Lion in the Stars12 Apr 2013 10:38 a.m. PST

Once you're in orbit, you're halfway to ANYWHERE.

What will be interesting is if this fusion engine can actually do the single stage to orbit routine. A fission-thermal engine (Tom Corbett, Space Cadet style) is ideally suited for getting to orbit, except for the massively radioactive exhaust and unshielded reaction pointing directly at the ground.

Personal logo gamertom Supporting Member of TMP12 Apr 2013 8:12 p.m. PST

Careful reading of the initially referenced article shows it is a pulsed thrust:

"Lab tests by Slough and his team suggest that nuclear fusion could occur by compressing a specially developed type of plasma to high pressure with a magnetic field. A sand-grain-sized bit of this material would have the same amount of energy as current rocket fuel, the team says.

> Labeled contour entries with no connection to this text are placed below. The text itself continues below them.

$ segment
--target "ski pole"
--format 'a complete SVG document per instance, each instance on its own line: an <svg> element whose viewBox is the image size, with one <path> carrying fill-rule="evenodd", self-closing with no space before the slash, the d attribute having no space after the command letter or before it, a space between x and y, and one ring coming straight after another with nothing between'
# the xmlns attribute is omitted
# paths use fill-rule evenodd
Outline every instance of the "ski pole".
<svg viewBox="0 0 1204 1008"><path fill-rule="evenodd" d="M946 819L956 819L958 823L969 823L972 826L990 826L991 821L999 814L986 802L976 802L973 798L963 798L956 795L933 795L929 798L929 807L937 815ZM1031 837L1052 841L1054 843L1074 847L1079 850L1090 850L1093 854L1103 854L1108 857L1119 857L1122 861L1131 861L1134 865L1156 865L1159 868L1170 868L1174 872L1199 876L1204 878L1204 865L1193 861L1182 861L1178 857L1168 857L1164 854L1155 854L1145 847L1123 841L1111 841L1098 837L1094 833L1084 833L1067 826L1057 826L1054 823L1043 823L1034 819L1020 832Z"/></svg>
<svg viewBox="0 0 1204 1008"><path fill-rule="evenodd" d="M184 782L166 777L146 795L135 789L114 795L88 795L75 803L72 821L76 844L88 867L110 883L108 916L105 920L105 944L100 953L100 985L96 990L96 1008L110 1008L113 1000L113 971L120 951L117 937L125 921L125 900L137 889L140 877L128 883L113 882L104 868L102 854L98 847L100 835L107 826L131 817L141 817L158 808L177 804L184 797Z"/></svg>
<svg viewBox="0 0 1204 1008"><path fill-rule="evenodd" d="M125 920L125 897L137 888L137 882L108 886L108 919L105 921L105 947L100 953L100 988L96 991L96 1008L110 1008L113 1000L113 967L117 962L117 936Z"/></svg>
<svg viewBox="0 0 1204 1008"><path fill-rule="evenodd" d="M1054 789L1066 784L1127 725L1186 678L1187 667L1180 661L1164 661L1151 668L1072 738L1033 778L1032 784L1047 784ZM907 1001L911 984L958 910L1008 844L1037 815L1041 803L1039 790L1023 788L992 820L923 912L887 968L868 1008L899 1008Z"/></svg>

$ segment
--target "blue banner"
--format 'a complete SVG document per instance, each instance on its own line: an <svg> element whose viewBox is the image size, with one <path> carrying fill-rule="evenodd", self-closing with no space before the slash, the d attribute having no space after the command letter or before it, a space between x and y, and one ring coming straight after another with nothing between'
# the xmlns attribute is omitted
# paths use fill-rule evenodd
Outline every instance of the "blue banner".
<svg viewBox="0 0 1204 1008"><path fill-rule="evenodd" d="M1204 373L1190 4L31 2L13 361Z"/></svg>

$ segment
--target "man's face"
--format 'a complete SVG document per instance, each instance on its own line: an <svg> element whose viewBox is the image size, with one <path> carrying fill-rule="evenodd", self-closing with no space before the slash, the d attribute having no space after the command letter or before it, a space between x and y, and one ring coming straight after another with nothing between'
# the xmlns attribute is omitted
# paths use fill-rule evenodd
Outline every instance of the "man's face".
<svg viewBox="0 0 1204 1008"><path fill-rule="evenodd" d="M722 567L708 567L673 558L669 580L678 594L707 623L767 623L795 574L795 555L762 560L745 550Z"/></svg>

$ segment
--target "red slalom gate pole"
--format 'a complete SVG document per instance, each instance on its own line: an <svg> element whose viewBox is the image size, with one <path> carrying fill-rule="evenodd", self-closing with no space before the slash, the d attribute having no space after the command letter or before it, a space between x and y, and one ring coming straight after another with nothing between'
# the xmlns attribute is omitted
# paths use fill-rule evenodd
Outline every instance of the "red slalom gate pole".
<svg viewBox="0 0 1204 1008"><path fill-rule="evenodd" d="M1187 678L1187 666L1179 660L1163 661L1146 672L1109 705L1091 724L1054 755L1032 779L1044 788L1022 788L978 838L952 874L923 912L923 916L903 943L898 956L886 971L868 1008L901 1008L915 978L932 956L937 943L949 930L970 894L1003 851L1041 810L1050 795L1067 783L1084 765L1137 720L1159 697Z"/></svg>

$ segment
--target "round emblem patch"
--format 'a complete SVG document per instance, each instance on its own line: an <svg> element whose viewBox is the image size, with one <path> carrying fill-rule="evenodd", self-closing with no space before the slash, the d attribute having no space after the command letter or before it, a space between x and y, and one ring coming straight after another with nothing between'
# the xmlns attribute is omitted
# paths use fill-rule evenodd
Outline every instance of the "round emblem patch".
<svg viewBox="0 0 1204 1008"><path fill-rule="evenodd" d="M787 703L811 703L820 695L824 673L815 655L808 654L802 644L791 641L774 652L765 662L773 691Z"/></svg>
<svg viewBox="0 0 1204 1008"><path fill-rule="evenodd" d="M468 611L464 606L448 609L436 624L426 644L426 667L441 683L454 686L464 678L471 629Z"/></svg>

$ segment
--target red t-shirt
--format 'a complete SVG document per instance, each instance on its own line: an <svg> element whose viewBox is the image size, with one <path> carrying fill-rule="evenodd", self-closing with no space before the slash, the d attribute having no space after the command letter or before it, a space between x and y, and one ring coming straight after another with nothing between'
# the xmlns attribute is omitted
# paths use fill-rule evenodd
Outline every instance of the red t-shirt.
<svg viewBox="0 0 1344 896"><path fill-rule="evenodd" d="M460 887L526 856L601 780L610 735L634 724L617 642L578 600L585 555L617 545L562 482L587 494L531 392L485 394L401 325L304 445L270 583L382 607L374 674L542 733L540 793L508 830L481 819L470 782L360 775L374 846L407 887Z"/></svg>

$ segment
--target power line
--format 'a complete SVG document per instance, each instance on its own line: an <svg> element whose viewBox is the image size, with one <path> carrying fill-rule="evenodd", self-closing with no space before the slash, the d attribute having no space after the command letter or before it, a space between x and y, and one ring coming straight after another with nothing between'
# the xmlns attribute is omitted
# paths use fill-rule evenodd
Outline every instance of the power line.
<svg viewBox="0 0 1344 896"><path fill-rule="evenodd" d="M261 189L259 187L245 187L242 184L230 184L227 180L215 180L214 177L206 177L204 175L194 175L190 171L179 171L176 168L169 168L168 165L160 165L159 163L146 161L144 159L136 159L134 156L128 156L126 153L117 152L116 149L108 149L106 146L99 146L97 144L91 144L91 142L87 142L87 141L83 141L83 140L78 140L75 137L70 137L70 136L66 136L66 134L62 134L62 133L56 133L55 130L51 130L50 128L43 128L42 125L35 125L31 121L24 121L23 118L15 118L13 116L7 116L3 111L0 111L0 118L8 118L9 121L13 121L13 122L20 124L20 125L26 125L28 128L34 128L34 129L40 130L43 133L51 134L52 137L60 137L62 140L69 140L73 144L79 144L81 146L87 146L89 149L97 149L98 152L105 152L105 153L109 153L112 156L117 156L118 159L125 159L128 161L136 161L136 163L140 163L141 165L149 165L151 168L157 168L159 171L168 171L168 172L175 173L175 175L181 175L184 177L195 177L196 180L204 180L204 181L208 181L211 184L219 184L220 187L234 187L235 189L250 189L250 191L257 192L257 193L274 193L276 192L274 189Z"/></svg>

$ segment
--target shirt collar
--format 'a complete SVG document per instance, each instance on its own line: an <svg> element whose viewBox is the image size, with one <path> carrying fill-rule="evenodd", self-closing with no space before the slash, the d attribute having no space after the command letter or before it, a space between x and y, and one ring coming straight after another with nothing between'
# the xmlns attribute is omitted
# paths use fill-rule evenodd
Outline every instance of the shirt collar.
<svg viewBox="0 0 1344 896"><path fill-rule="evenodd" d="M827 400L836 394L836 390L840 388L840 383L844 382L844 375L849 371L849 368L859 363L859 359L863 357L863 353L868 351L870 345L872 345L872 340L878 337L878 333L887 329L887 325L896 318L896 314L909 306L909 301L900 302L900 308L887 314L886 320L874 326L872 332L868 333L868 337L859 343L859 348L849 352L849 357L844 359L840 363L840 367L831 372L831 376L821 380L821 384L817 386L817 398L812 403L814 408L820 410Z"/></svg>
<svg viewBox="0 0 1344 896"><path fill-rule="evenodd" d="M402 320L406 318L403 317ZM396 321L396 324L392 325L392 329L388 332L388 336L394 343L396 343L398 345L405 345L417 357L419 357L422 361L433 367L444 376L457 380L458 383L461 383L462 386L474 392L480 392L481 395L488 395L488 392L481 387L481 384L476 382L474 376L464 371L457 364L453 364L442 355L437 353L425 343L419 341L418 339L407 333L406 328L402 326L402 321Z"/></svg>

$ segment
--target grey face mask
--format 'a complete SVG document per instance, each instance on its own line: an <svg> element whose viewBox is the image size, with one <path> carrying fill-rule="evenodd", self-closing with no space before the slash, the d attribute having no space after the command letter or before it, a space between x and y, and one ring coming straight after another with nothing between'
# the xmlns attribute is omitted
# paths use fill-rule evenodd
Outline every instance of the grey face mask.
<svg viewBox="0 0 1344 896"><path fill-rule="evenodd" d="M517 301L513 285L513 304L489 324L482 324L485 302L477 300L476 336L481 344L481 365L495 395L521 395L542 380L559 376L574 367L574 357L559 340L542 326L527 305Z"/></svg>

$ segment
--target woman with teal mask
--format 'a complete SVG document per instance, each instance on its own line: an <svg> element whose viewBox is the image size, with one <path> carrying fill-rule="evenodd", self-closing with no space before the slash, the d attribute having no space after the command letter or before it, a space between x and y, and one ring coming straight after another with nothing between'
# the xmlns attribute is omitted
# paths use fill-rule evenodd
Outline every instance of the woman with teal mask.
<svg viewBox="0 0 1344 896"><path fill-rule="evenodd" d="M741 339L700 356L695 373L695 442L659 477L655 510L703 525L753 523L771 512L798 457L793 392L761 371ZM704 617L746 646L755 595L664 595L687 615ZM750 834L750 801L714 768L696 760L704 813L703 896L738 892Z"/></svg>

To get this fuel to propel a rocket to Mars, the team says a powerful magnetic field could be used to cause large metal rings (likely made of lithium) to collapse around the plasma material, compressing it to a fusion state, but only for a few microseconds. Energy from these quick fusion reactions would heat up and ionize the shell of metal formed by the crushed rings. The hot, ionized metal would be shot out of the rocket nozzle at a high speed. Repeating this process roughly every minute would propel the spacecraft, the researchers say."

Ok, in principle this is using a theta inch magentic field to create a plasma with the temperature and pressure to create momentary fusion. The energy released by this fusion burst is turned into rocket thrust as the only opening for the plasma and vaporized metal (let's say lithium) is via the exhaust nozzle. So you get a brief burst of thrust that is followed a minute later by another brief burst and so on. It's a fusion version of the buzz bomb's pulsed jet. The mechanism for accurately placing the pellet, introducing the lithium metal bands, and creating another theta pinch magnetic field is left to the imagination. The Project Orion propulsion system used a pulsed thrust concept writ on a much larger scale and using a different thrust mechanism.

The last time I read about a fusion engine proposal like this the compressive force was to be created through a convergence of laser pulses creating simultaneous jets on the pellet's surface sufficient to compress it to fusion temperatures and pressures. See National Ignition Facility descriptions in Wikipedia or via Google.

Bottom line – way cool idea, but I'm not going to hold my breath on it happening in the next 25-30 years (assuming my life expectancy is 85-90). When I took fusion courses in my college days 40 years ago, the fusion promoters were predicting everything would be run by fusion by now as a functioning tokamak fusion power plant was right around the corner.

Lion in the Stars13 Apr 2013 12:15 p.m. PST

I somehow suspect that the Soviet scientists are laughing their butts off at the foolish Americanskii still trying to get an April Fools (or equivalent) joke to work.

Augustus19 Apr 2013 11:25 p.m. PST

Where is the equation they are using for this 30-days figure? 30 days at 1g constant? That would put you to Mars in 3 days roughly.

Of course, at that speed, hitting a grain of sand will probably equal something like 750 kj of energy – enough to shatter your spaceship. Need a shield of some sort out front methinks, heck a cloud of some debris might work.

Lion in the Stars20 Apr 2013 12:35 p.m. PST

Augustus, I used a brachistochrone equation that I pulled from Atomic Rockets (and then stuck into a spreadsheet so I can just tweak distances or thrust to get time).

I got a figure of 15 days travel time at .5g (assuming the average 225mil km Earth-Mars distance).

Requires one hell of a powerplant to do it, though.